Q: Among other cases of injustice during the Gujarat genocide, 2002, which you have relentlessly fought, tell us about the ongoing case regarding the massacre at Gulberg Society, Ahmedabad. How has Zakia Jafri, with the tragedy weighing on her each day, coped with the struggle?
These are two separate cases. The Gulberg case saw a shocking verdict last June which we have challenged in appeal. The judge not only convicted a handful of accused but refused to hold to any conspiracy behind the killing. As Tanvirbhai Jafri, son of Ehsansaab (Ehsan Jafri, former Congress MP, who was murdered along with 68 people in the residential society) put it, it’s as if the 15,000 strong mob had gathered there to have tea and samosas!
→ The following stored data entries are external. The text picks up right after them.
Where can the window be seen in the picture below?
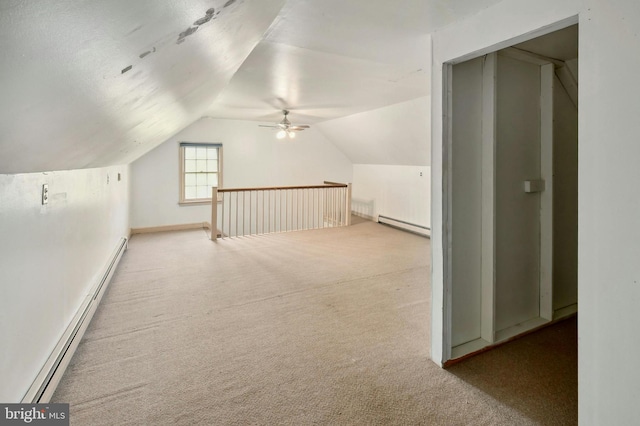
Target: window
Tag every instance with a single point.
(200, 169)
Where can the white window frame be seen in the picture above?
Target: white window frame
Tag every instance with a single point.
(181, 168)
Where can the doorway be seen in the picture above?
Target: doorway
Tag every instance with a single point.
(514, 191)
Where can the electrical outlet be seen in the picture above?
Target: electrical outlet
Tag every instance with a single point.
(45, 194)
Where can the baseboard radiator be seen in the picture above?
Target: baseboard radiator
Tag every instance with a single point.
(406, 226)
(45, 383)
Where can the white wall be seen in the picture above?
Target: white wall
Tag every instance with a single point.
(608, 231)
(252, 156)
(50, 257)
(400, 192)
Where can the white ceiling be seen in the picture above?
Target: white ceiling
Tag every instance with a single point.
(70, 101)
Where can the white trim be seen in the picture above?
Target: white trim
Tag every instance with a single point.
(44, 385)
(488, 232)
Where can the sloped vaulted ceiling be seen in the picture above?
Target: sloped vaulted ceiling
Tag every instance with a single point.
(91, 83)
(96, 82)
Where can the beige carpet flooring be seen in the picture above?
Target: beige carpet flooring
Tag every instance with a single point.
(323, 327)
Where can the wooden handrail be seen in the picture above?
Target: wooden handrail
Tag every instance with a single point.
(271, 188)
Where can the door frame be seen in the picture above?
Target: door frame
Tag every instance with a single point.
(488, 335)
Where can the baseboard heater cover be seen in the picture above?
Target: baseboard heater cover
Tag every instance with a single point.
(47, 380)
(404, 225)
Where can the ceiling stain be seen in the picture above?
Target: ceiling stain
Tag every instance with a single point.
(209, 15)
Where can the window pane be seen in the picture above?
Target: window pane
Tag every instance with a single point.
(190, 179)
(190, 192)
(190, 166)
(201, 179)
(189, 152)
(203, 192)
(201, 153)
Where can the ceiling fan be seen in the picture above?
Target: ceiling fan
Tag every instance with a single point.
(286, 128)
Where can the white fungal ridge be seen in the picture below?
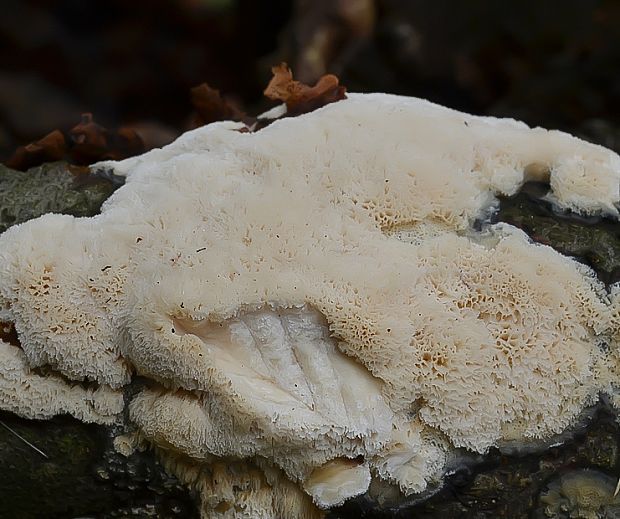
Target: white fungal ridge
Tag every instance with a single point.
(313, 297)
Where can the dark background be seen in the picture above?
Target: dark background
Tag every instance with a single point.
(551, 63)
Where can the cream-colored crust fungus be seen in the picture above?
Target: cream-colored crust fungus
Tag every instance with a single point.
(314, 299)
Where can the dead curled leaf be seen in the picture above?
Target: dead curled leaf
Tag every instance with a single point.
(300, 98)
(50, 148)
(89, 142)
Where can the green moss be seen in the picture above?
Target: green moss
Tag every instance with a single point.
(595, 241)
(51, 188)
(81, 475)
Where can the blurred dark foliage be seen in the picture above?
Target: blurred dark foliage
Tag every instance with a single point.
(133, 64)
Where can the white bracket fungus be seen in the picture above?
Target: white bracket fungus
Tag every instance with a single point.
(313, 298)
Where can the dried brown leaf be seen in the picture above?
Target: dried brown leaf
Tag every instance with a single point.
(50, 148)
(299, 97)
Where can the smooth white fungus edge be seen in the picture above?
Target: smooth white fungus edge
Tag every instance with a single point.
(313, 298)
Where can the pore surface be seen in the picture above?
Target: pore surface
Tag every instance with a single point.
(314, 294)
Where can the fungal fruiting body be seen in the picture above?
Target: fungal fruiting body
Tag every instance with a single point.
(314, 305)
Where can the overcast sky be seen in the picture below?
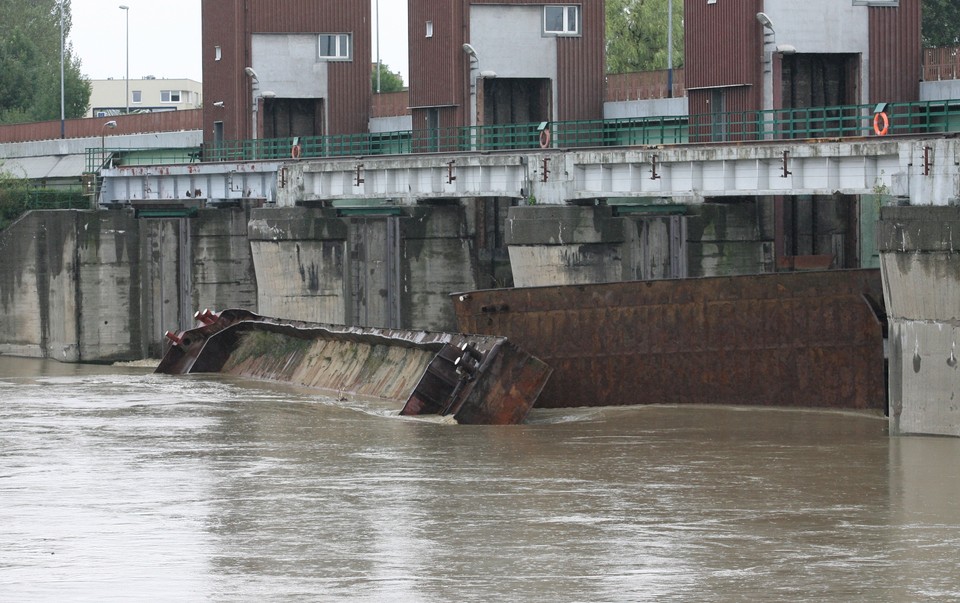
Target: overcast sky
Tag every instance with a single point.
(165, 37)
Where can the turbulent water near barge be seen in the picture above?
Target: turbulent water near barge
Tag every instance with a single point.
(120, 485)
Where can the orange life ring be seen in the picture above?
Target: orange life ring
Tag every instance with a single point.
(544, 138)
(881, 123)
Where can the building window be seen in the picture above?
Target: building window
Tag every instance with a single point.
(561, 20)
(335, 47)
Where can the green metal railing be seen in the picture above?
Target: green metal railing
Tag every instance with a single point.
(779, 124)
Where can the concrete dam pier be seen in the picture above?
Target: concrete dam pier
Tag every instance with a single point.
(919, 249)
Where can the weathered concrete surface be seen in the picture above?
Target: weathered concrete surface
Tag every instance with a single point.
(103, 286)
(920, 260)
(572, 245)
(921, 169)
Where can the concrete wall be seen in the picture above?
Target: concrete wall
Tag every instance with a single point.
(391, 270)
(84, 286)
(921, 277)
(497, 32)
(571, 245)
(823, 26)
(289, 65)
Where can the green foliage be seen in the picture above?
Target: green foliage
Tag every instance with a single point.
(389, 81)
(941, 23)
(17, 196)
(637, 35)
(30, 63)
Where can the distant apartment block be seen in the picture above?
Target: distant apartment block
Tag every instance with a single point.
(147, 95)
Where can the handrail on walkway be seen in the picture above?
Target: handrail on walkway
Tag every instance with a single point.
(926, 117)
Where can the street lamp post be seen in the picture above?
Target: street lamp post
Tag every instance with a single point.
(126, 9)
(103, 147)
(669, 48)
(63, 103)
(254, 98)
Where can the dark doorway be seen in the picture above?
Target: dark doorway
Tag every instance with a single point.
(826, 81)
(291, 117)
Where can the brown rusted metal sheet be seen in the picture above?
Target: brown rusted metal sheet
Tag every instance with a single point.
(476, 379)
(803, 339)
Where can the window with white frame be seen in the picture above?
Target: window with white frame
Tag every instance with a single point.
(561, 20)
(335, 47)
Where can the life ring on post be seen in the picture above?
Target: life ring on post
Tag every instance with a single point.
(881, 123)
(544, 138)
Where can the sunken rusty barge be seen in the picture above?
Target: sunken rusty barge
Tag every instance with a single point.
(799, 339)
(476, 379)
(796, 339)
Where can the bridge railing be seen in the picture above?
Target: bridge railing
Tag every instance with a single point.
(778, 124)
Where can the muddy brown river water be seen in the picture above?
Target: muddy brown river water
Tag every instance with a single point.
(120, 485)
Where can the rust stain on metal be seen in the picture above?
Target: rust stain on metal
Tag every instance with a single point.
(792, 339)
(477, 379)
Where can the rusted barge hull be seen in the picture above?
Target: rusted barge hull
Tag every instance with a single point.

The other and much more critical case, ongoing presently in the Gujarat High Court, is the criminal revision application by Zakia Appa Jafri seeking to chargesheet Narendra Modi and 59 others. This case, galavanising 23,000 pages of evidence, seeks to build a chain of command responsibility behind the genocidal killings in 300 locations over 19 of Gujarat’s 25 districts. The case seeks to make politicians, administrators, policemen, and non-state actors (VHP, RSS and Bajrang Dal men) administratively and criminally responsible for the mass targeted violence.
The criminal complaint was filed in June 2006; the Supreme Court ordered investigations by the SIT in 2008 and 2011. The SIT found the evidence laid down in the criminal complaint correct, but concluded it was not enough to prosecute the accused. The Amicus Curie appointed by the apex court, Raju Ramachandran, found the opposite. The matter has been remanded to a magistrate’s court; we filed a protest petition. It took us a year-and-a-half to source the investigation papers (the SIT had turned hostile to us by then). The magistrate rejected the petition and we have now challenged this in the high court. The struggle is well and truly on.
In the 68 cases fought by the Citizens for Justice and Peace, in which we represented the survivors with exemplary legal aid, we have managed 172 convictions, 126 of which are of life imprisonment. On principle, we have not asked for death penalty. It has been a grueling, exacting, and, often, lonely battle.